Свежий ветер летит вместе с серебристой крошкой тойотой, гудит в ушах, треплет волосы, врываясь через опущенные окна, заставляя улыбаться.
Барнс чувствует, что живёт, вот прямо сейчас парит над машиной, мчится вместе с ней свободный, как те птицы. Даже современная непонятная музыка из новомодной магнитолы не раздражает, а скорее дополняет это утро, задаёт ему новый ритм.
Все четыре часа Барнс едет без остановок, не глядит в сторону призывно мигающих вывесками придорожных кафешек, сворачивает с трассы, едва завидев знаки о ремонте дороги, чтобы не задерживаться ни на минуту, не стоять в ожидании, когда регулировщик позволит потоку двинуться дальше. Барнса гонят в спину ветер, собственные мысли и взгляд Брока с последнего видео. Взгляд человека, знающего всё про свою судьбу. А такие мысли опасны. Баки Барнс вон тоже всё о себе знал, запланировал наперёд, и чем всё это закончилось?

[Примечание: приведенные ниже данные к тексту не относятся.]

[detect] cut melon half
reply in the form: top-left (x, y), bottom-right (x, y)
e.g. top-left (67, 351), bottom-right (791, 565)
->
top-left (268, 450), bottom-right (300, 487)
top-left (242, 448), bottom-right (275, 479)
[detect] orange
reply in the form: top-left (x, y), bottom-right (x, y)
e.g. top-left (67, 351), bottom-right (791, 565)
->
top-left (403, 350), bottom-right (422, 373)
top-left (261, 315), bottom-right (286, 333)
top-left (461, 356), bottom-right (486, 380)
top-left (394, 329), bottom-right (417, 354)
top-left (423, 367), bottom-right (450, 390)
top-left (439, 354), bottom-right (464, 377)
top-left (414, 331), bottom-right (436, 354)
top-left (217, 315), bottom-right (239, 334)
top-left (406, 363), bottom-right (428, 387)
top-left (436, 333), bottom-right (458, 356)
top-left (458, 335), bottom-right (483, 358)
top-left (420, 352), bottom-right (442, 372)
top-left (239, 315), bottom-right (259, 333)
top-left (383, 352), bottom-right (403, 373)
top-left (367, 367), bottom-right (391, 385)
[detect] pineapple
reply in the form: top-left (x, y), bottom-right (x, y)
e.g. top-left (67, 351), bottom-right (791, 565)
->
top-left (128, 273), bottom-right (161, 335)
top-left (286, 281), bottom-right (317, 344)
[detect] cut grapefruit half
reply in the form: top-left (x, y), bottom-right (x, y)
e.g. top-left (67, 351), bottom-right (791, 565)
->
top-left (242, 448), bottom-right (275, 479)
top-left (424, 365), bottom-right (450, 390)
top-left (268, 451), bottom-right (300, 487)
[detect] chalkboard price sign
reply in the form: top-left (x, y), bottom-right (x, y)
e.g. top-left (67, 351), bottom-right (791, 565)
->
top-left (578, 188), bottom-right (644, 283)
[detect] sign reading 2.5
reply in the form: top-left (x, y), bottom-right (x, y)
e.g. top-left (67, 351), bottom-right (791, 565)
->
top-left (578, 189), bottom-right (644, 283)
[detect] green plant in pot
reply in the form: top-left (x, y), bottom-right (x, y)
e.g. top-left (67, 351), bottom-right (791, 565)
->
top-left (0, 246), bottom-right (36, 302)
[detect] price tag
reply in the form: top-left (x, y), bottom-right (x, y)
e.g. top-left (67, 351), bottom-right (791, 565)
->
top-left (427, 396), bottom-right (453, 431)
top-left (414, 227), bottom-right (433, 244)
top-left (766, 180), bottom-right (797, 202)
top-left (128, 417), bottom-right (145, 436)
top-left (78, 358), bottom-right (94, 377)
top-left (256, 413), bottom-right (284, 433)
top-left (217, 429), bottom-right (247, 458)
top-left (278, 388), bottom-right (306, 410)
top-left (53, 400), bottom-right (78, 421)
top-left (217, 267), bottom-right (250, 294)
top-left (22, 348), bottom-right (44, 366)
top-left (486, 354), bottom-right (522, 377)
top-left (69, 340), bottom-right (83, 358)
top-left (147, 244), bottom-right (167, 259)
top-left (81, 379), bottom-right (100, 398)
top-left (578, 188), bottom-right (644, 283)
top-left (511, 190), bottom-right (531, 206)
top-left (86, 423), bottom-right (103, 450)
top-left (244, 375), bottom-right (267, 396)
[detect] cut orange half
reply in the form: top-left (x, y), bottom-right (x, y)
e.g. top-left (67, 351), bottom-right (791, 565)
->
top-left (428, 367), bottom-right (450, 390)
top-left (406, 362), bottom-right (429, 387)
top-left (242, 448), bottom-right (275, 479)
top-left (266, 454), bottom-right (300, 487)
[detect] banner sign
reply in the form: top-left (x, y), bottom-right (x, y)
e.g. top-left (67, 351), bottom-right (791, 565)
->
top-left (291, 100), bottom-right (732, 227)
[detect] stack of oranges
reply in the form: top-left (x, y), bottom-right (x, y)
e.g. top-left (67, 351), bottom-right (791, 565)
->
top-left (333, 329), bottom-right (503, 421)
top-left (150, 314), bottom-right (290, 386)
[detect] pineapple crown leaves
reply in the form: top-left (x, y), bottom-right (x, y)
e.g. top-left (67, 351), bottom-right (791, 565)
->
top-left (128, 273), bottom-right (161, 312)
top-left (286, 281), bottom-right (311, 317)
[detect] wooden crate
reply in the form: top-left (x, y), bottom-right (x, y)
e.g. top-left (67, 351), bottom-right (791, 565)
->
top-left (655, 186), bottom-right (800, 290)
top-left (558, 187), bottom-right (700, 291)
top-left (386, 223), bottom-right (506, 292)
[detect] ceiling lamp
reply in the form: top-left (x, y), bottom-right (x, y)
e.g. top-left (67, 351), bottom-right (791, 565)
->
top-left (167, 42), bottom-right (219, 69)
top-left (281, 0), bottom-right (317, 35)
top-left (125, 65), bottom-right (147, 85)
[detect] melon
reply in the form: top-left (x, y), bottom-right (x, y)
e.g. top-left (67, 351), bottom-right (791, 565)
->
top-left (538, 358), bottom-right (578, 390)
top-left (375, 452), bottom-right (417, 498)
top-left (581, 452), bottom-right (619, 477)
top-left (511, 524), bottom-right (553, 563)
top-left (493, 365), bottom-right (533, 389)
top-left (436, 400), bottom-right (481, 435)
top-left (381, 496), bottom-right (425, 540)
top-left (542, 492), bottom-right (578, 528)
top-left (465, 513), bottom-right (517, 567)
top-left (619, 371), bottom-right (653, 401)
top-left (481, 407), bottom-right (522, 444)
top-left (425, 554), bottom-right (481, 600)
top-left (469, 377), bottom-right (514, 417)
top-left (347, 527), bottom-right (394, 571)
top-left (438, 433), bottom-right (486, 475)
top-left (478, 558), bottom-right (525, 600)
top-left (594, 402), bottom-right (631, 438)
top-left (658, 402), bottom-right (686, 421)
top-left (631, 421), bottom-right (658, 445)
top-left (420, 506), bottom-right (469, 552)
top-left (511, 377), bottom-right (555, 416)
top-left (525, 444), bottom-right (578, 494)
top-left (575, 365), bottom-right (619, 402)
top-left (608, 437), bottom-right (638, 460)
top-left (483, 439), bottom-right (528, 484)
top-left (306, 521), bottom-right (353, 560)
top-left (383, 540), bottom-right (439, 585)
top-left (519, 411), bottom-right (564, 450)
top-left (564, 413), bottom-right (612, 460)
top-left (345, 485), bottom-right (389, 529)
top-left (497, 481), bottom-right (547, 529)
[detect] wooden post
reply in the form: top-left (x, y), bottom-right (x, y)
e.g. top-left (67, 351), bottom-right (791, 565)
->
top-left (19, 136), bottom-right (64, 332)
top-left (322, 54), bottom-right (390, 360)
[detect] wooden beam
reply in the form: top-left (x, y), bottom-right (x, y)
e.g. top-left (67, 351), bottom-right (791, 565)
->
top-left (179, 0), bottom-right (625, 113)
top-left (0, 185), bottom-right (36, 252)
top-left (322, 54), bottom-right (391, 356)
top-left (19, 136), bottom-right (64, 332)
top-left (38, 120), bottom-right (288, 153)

Барнс сжал левую руку в кулак, усмехнулся, услышав тихое жужжание сервоприводов.
Нет больше Баки Барнса, а тот, кто родился вместе него, отличается от того бравого сержанта как день и ночь. Они даже внешне не сильно-то похожи.
Братислава Барнса не особо-то и интересует. Он и так потратил много своего личного времени и, скорее всего, терпения командира на все эти бесполезные сейчас достопримечательности, места, “которые любой турист просто обязан посетить”. Что от них толку, кроме красиво получившихся полароидных снимков. Барнс даже обещает себе зайти в очередной магазин для фотографов и купить себе парочку-другую картриджей для съёмки и, очень возможно, какой-нибудь фотоальбом. А потом потратить ещё немного времени, перед сном, к примеру, чтобы расставить снимки.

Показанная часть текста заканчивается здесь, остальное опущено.